Claudini: Autoresearch Discovers State-of-the-Art Adversarial Attack Algorithms for LLMs
The Claudini paper (arXiv, March 2026) introduces Autoresearch for automated discovery of LLM adversarial attacks. The five-stage loop includes literature mining, hypothesis generation, experiment implementation, large-scale evaluation, and strategy evolution via genetic algorithms and RL. Attacks surpassing SOTA were found on GPT-4, Claude 3.5, Gemini Pro, and Llama 3 70B, including novel context drift attacks. Opens new directions for automated red team testing in AI safety.
Claudini: Autoresearch Discovers State-of-the-Art Adversarial Attack Algorithms for LLMs
Paper Overview
The Claudini paper published on arXiv in March 2026 introduces a revolutionary AI safety research methodology: using AI systems to automatically discover adversarial attack algorithms against large language models (LLMs). The Autoresearch concept refers to AI research systems autonomously designing experiments, executing tests, analyzing results, and iteratively optimizing attack strategies without continuous human researcher intervention. The research team used this approach to discover multiple adversarial attack algorithms surpassing current state-of-the-art (SOTA) methods.
Technical Methodology
The Claudini system core is an automated research loop. The system first analyzes existing adversarial attack literature and publicly available methods, constructing an attack strategy knowledge graph. It then leverages LLM code generation capabilities to automatically implement new attack variants, execute tests against target models, and collect success rate data. Based on experimental results, the system automatically adjusts parameters and generates new attack variants in iterative cycles.

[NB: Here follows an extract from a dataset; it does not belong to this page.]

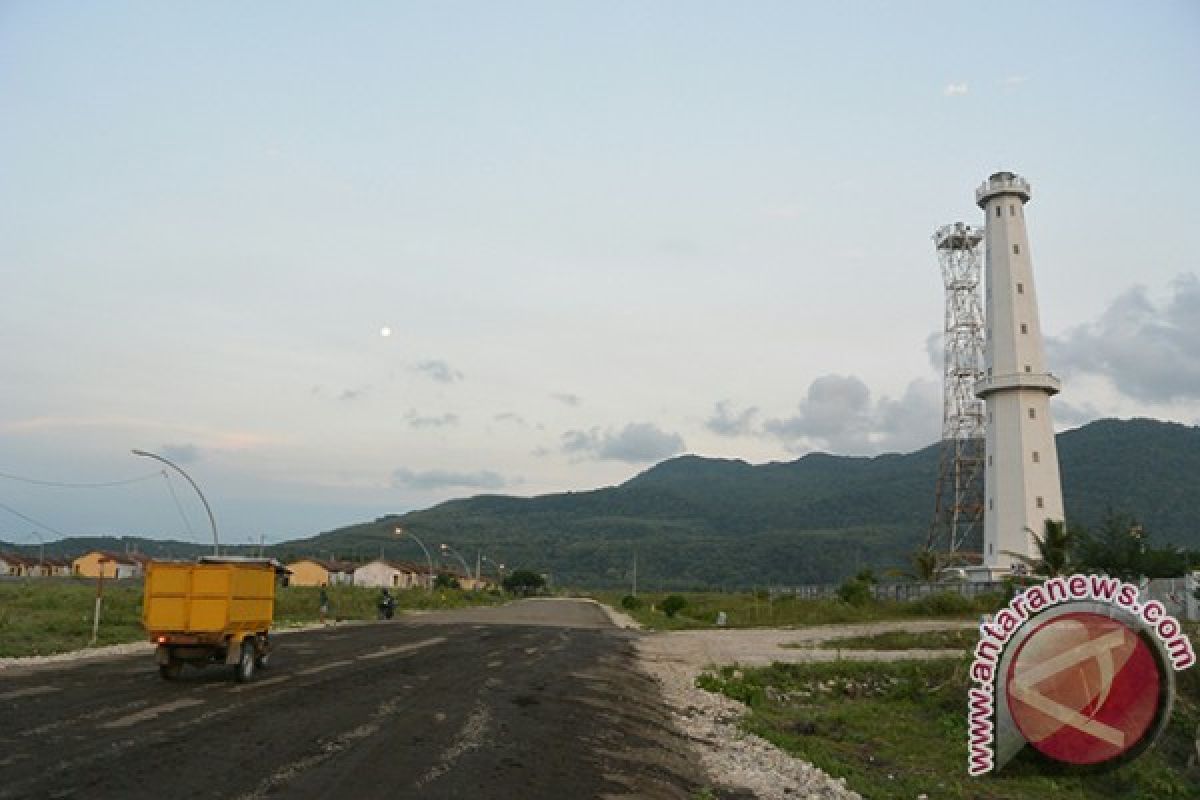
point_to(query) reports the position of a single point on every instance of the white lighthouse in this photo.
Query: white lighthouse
(1021, 473)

Specific attack techniques include automated optimization of gradient-based token substitution attacks, automatic combination of multi-step context manipulation strategies, and novel jailbreak methods exploiting model internal representation spaces. Research found that automatically discovered attack combinations are often more efficient and stealthy than manually designed human methods.
Experimental Results
In testing against GPT-4, Claude 3.5, Gemini Pro, and Llama 3 70B, Claudini discovered attack algorithms surpassing prior SOTA methods across multiple safety evaluation benchmarks. Notably, the system identified a novel class of context drift attacks, gradually shifting model safety boundaries through carefully designed multi-turn conversations that evade existing safety filters.

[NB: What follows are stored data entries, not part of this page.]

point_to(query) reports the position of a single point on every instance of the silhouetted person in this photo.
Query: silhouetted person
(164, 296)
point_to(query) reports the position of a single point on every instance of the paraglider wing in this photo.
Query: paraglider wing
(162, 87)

Security Implications and Ethics
The research sparked extensive discussion in the AI safety community. Automated vulnerability discovery capabilities hold significant value for red team testing and AI safety evaluation, helping companies identify potential risks before model release. However, if malicious actors leverage the same technology, it could dramatically lower the technical barrier for LLM attacks. The authors took careful responsible disclosure measures, delaying publication of the most destructive attack variant implementation details and privately notifying affected AI companies. This research also advances broader discussion about balancing AI security research openness with attack defense.